Barry said he is leaving the department with a renewed sense of morale and optimism.

"If there are any successes that occurred during my time as fire chief, I cannot take credit for that because it's the fire department as a whole working together. A fire chief by himself cannot accomplish anything," said Barry, a 34-year LAFD veteran.

During a Thursday afternoon news conference at City Hall East, Barry said the saddest moment of his tenure as chief came last year, when he spoke at the funeral of firefighter Brent Lovrien. He was killed March 26, 2008, in an explosion near Los Angeles International Airport that was apparently caused by a faulty electrical cable.

"As a fire chief, you feel like a father figure and everyone is kind of like your children, so you feel hurt when those things happen," Barry said. "But when I looked across the cathedral and saw the support of the firefighters, not just our department but from throughout the region, it made me very, very proud to know that connection really exists."

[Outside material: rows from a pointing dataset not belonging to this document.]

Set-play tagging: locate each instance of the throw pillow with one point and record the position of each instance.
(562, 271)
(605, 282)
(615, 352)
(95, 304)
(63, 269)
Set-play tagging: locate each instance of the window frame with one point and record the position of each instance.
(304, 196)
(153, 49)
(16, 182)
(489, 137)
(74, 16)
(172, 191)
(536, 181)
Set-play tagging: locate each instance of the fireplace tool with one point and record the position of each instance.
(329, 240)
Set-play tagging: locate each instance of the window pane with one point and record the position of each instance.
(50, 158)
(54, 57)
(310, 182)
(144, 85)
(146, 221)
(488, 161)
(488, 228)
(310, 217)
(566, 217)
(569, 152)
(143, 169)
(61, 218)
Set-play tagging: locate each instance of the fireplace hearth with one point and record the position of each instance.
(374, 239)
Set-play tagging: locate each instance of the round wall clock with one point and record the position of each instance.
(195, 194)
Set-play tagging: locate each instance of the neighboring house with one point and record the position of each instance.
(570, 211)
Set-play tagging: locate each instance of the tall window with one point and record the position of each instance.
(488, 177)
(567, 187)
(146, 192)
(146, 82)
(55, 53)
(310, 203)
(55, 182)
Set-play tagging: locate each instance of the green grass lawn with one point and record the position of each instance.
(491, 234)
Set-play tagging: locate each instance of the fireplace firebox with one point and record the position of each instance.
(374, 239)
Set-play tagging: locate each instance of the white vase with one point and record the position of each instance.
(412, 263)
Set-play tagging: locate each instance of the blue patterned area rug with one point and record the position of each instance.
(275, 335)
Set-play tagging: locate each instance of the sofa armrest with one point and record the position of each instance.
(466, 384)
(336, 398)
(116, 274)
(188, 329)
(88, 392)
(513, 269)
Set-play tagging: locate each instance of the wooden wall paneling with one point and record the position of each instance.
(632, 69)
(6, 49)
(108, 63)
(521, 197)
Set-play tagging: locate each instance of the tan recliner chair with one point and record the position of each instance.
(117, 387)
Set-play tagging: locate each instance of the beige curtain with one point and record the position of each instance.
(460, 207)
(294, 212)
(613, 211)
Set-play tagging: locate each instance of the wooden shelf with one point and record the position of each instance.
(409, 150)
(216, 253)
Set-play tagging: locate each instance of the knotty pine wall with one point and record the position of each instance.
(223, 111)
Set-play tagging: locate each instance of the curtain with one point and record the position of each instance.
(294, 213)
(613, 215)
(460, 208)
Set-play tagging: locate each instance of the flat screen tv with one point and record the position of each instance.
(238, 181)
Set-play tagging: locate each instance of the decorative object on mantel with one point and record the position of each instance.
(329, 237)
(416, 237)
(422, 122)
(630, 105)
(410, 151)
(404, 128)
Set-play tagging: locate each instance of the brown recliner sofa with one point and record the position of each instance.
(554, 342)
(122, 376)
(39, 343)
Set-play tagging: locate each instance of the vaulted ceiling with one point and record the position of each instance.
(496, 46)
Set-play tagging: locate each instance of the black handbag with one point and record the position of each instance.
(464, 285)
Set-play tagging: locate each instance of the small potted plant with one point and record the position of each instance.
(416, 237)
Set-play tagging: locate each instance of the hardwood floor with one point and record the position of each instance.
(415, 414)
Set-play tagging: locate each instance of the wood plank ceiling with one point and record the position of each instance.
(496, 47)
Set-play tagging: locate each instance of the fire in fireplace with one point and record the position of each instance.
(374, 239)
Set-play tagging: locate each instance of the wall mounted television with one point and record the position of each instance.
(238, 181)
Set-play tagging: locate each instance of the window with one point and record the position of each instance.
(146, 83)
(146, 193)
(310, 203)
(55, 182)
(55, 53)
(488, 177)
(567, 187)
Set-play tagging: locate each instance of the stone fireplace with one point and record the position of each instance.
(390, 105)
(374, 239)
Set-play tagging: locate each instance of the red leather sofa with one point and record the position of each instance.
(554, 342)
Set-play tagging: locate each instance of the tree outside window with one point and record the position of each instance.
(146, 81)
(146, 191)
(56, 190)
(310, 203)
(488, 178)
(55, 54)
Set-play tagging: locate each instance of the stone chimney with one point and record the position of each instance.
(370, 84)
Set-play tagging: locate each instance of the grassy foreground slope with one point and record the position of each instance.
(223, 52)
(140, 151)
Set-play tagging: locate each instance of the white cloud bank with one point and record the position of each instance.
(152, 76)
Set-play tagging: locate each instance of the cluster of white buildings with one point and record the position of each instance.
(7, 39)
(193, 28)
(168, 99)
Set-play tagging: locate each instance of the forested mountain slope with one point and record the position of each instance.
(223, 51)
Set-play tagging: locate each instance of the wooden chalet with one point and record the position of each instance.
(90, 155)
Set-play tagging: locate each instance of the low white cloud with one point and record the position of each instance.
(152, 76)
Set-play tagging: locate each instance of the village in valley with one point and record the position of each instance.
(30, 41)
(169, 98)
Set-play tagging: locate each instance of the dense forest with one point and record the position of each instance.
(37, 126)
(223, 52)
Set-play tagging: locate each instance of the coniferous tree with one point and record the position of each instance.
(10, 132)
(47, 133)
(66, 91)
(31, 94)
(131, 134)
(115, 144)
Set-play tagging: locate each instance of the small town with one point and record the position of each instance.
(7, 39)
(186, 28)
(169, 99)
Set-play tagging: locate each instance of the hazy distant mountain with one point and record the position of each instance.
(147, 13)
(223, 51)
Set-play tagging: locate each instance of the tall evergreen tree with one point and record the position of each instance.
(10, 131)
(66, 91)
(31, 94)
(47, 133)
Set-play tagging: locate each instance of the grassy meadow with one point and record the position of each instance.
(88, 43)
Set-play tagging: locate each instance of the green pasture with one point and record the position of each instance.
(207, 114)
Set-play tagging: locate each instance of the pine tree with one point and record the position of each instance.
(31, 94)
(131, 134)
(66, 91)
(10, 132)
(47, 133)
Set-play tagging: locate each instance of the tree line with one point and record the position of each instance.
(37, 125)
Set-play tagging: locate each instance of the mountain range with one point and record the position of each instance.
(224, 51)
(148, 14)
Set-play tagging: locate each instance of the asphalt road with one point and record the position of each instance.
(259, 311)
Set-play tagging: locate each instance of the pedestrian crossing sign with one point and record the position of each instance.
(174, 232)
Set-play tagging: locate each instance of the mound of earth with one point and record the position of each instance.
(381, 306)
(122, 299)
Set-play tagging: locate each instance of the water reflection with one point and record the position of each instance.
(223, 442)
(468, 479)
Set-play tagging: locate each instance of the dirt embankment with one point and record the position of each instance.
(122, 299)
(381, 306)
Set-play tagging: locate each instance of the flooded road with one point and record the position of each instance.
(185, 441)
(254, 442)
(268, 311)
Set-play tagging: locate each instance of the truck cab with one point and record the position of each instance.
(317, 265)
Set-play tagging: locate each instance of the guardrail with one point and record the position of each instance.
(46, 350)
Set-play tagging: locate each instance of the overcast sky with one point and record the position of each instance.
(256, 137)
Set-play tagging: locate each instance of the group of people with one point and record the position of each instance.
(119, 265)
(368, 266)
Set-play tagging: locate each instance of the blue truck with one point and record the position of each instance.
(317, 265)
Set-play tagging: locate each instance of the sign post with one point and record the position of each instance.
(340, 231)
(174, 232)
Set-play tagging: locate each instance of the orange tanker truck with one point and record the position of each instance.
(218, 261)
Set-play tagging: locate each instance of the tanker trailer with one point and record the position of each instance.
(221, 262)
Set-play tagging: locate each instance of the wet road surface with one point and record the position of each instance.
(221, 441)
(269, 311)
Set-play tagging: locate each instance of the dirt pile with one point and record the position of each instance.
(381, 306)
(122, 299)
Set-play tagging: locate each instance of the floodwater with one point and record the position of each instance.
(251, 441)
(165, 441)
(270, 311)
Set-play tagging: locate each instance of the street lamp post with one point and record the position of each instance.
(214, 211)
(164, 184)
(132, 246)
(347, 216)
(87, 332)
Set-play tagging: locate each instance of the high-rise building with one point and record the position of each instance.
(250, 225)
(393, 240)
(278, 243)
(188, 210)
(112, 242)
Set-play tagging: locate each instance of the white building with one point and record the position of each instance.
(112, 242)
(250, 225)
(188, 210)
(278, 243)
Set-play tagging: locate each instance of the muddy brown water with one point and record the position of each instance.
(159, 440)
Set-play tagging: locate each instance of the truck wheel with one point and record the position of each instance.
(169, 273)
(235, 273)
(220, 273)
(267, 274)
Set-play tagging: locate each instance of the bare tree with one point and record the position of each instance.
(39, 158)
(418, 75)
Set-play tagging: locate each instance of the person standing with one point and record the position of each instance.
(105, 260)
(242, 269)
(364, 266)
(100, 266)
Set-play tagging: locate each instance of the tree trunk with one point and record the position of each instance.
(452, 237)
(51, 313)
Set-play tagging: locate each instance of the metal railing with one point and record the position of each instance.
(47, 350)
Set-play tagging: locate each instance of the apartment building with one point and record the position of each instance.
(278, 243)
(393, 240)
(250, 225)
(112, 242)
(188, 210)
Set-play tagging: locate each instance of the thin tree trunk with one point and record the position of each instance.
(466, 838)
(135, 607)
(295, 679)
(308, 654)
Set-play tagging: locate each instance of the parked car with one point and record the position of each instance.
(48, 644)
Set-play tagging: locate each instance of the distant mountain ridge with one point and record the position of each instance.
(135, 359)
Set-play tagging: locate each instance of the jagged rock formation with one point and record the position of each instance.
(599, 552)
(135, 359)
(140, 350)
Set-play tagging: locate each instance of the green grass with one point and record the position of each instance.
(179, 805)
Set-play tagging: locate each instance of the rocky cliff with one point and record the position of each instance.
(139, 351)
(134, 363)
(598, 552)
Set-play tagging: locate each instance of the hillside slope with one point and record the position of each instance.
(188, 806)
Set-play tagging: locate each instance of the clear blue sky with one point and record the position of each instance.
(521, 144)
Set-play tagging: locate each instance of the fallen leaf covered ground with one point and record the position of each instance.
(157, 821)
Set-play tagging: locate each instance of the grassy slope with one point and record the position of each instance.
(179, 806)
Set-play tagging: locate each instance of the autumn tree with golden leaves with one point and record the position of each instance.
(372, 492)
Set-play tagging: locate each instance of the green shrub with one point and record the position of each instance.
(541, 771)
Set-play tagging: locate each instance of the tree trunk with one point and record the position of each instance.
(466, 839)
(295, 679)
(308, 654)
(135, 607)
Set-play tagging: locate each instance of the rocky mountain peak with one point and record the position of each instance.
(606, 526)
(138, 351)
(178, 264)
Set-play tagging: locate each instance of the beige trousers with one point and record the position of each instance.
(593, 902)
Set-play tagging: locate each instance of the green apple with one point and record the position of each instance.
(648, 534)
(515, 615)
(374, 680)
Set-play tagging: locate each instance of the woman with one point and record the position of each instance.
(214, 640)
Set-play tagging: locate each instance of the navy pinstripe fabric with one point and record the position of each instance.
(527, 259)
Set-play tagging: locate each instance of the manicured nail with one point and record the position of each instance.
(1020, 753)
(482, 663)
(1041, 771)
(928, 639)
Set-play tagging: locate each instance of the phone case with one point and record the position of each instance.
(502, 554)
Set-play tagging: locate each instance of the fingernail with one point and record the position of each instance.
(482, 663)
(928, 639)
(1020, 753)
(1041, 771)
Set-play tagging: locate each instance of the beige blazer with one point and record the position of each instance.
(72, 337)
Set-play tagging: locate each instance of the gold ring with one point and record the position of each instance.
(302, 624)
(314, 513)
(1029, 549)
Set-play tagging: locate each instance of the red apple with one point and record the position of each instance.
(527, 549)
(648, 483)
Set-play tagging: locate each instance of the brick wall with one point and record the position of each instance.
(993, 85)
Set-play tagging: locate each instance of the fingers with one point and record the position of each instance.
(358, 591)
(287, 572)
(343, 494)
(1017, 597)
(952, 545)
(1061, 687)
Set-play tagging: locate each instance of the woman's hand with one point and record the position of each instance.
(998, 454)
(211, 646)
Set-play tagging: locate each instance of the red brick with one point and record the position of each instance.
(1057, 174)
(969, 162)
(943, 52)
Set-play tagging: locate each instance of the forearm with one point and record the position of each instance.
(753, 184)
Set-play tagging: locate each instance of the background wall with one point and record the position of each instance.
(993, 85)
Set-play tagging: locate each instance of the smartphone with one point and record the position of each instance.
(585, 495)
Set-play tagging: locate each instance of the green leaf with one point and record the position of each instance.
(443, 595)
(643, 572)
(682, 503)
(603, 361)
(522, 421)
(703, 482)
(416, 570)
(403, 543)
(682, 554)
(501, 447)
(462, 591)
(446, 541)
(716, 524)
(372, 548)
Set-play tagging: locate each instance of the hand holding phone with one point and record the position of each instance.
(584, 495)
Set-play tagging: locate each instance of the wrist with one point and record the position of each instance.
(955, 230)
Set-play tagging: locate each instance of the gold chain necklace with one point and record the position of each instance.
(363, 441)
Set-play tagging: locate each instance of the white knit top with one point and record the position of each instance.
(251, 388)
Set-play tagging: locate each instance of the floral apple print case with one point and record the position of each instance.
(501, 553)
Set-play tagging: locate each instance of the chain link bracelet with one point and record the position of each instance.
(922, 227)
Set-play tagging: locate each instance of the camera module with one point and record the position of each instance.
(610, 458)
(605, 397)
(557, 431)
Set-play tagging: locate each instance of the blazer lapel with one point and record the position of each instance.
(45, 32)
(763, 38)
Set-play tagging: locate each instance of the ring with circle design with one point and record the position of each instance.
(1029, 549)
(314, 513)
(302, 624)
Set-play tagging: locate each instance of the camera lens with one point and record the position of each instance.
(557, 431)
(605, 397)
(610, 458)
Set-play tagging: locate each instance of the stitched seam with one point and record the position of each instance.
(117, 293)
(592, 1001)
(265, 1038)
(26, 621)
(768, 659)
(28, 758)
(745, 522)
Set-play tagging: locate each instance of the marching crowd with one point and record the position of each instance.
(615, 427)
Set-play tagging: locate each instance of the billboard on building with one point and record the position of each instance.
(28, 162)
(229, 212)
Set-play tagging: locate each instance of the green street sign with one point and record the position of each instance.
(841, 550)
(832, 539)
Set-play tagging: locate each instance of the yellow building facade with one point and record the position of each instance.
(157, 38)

Mayor Antonio Villaraigosa said Barry dedicated his life to the people of Los Angeles.

"Chief Barry led the department with intelligence and integrity," the mayor said. "At a moment of great challenge for our firefighters, he proved to be the right man at the right time to reform the department and cultivate a culture of respect, tolerance and mutual understanding in our fire houses.

"His courage inspired our firefighters through the battle of protecting lives and homes during the Griffith Park, Sayre and Porter Ranch wildfires, and rescuing the survivors of the devastating Metrolink collision," Villaraigosa said.

An interim chief is expected to be named when Barry leaves the LAFD at the end of August. Villaraigosa is looking at both internal candidates and those from outside the department to succeed Barry, according to a mayoral spokesman.

The selection of the new chief will require approval from the Los Angeles City Council.

"During his more than 30 years with the L.A. city fire department, Chief Barry displayed a calm demeanor and keen intellect whether fighting fires or leading the department into a new era. He steered us through an extremely difficult and critical time in our department's history with focus and aplomb. He will be greatly missed," said City Council President Eric Garcetti.